One of the experts, Robert Butera, president and CEO of Philadelphia’s Pennsylvania Convention Center, questioned whether, in fact, common management was a condition Marriott placed on Penn Square Partners.

“If that’s what it is, let’s call it that,” Butera said. “But it’s not. It’s a direct subsidy [to Penn Square Partners].”

Much of the Lancaster political and business establishment supported Interstate. These supporters included County Commissioner Paul Thibault, Richard Kneedler, President of Franklin & Marshall College: the School District of Lancaster, and, perhaps the project’s most fervent supporter, Lancaster Mayor Charlie Smithgall, who said, “I don’t care if [Spectacor] is the most spectacular convention center manager in the world. I think it’s better to have Interstate manage it than to have nothing.”

The lobbying leading up to the scheduled, Wednesday, September 12, 2001, vote was so hot that the day before the vote, September 11th , it drew the attention of Knight-Ridder.

The Knight-Ridder article (“Lobbying Intense as Lancaster, Pa., Convention Center Vote Nears”) began:

“As the vote nears on an operator for the planned Lancaster County Convention Center, the people who will be making that decision are reading letters and e-mails and answering their telephones. ‘I have never in my life received as much information about how I should vote on anything as I have in the last couple of weeks,’ said Paul E. Wright, one of seven appointed Convention Center Authority board members expected to cast their vote Wednesday morning….”
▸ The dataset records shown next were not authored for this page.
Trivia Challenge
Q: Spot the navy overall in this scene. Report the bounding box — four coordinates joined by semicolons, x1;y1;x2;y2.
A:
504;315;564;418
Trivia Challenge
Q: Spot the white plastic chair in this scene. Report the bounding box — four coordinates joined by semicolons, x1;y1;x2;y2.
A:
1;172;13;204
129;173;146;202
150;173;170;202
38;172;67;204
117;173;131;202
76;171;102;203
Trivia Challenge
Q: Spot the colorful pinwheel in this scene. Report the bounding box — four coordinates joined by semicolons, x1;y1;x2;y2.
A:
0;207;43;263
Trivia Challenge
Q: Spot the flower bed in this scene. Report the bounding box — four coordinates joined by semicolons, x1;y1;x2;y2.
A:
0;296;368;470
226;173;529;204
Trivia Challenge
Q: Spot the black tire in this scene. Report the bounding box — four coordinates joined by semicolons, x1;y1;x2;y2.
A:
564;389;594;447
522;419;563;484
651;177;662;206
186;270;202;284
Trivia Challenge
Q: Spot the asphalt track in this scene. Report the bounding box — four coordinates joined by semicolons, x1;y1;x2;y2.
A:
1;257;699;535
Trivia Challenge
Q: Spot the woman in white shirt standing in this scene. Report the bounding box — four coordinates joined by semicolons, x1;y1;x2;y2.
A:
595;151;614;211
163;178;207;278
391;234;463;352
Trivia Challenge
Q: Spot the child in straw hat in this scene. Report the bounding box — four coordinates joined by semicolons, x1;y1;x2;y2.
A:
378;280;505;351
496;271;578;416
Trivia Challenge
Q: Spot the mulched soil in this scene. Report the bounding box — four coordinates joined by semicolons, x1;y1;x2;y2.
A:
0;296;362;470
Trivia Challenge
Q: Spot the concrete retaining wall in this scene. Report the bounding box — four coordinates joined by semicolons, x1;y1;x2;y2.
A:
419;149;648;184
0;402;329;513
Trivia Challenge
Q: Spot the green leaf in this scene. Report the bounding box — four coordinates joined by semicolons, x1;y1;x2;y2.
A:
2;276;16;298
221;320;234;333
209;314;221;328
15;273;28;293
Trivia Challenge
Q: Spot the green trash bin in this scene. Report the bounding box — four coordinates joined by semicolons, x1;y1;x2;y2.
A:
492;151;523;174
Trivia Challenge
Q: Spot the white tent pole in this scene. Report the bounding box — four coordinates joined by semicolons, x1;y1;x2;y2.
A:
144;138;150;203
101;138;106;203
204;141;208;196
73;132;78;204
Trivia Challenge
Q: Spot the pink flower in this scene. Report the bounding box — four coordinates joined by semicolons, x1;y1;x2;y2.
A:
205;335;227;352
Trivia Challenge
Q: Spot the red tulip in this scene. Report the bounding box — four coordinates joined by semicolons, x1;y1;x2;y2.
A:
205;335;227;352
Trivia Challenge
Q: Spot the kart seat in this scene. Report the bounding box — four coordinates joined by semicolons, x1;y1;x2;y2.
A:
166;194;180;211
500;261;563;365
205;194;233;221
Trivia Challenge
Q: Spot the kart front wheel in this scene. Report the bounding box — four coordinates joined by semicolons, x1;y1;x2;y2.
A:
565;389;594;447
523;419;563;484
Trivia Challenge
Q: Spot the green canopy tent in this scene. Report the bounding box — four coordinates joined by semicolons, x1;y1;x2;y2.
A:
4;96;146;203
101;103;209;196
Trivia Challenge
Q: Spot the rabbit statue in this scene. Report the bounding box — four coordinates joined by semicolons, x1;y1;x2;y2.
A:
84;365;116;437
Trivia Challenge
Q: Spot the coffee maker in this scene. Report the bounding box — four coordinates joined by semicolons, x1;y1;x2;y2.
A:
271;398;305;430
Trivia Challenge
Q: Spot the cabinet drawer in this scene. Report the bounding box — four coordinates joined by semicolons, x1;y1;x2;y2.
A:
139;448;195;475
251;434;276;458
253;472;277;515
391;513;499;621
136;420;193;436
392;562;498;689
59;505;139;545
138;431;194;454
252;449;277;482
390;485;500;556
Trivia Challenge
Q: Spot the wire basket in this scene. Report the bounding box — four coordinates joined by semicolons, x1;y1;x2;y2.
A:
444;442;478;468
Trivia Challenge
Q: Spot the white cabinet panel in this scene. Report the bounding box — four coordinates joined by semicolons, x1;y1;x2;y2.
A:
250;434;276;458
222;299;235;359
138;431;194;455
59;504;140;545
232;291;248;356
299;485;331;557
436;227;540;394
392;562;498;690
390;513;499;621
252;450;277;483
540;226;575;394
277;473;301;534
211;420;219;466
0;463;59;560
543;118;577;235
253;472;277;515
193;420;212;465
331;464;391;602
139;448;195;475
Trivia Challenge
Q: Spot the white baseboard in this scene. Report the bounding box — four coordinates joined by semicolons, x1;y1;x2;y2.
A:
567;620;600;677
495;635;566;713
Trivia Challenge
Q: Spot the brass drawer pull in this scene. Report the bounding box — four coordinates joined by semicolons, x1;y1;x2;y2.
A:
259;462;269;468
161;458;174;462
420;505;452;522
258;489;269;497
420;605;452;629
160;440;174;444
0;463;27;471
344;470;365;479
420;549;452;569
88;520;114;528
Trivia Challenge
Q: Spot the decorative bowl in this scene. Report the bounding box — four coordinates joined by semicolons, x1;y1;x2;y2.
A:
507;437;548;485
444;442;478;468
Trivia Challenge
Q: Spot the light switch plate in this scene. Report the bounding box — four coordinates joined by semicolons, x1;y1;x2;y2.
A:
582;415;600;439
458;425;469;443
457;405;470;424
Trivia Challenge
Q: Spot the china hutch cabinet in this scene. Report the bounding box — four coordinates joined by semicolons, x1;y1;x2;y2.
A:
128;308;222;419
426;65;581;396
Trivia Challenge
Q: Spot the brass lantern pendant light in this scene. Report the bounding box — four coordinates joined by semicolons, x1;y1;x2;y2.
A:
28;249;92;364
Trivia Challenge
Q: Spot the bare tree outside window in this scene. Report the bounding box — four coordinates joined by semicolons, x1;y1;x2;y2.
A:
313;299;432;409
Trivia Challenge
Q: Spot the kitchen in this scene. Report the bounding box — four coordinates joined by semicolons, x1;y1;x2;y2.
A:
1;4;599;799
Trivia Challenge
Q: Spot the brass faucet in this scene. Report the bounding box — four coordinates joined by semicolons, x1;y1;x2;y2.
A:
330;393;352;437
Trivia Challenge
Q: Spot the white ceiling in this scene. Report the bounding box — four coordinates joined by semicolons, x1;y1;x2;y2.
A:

Considering the world-changing events of September 11th, 2001, it is startling that the Lancaster County Convention Center Authority would hold its scheduled meeting for September 12th.

Banks, schools, libraries – the entire country was closed; the people of the United States in collective shock the day after the terrorists’ attacks.

Yet, the Lancaster County Convention Center Authority was open for business early the very next morning

Chairman James Pickard had decided the LCCCA could not delay, by even a single day, the vote to determine which company would manage a convention center in Lancaster, Pennsylvania.

The chambers at the Southern Market Center were unusually crowded, especially for a morning meeting. Approximately two-thirds of the audience members were in favor of Interstate managing the convention center.

Robert Butera, the industry executive who represented the Philadelphia Convention Center, bluntly told the board that Spectacor was clearly the better choice for the position of manager. The Task Force members spoke on behalf of Spectacor.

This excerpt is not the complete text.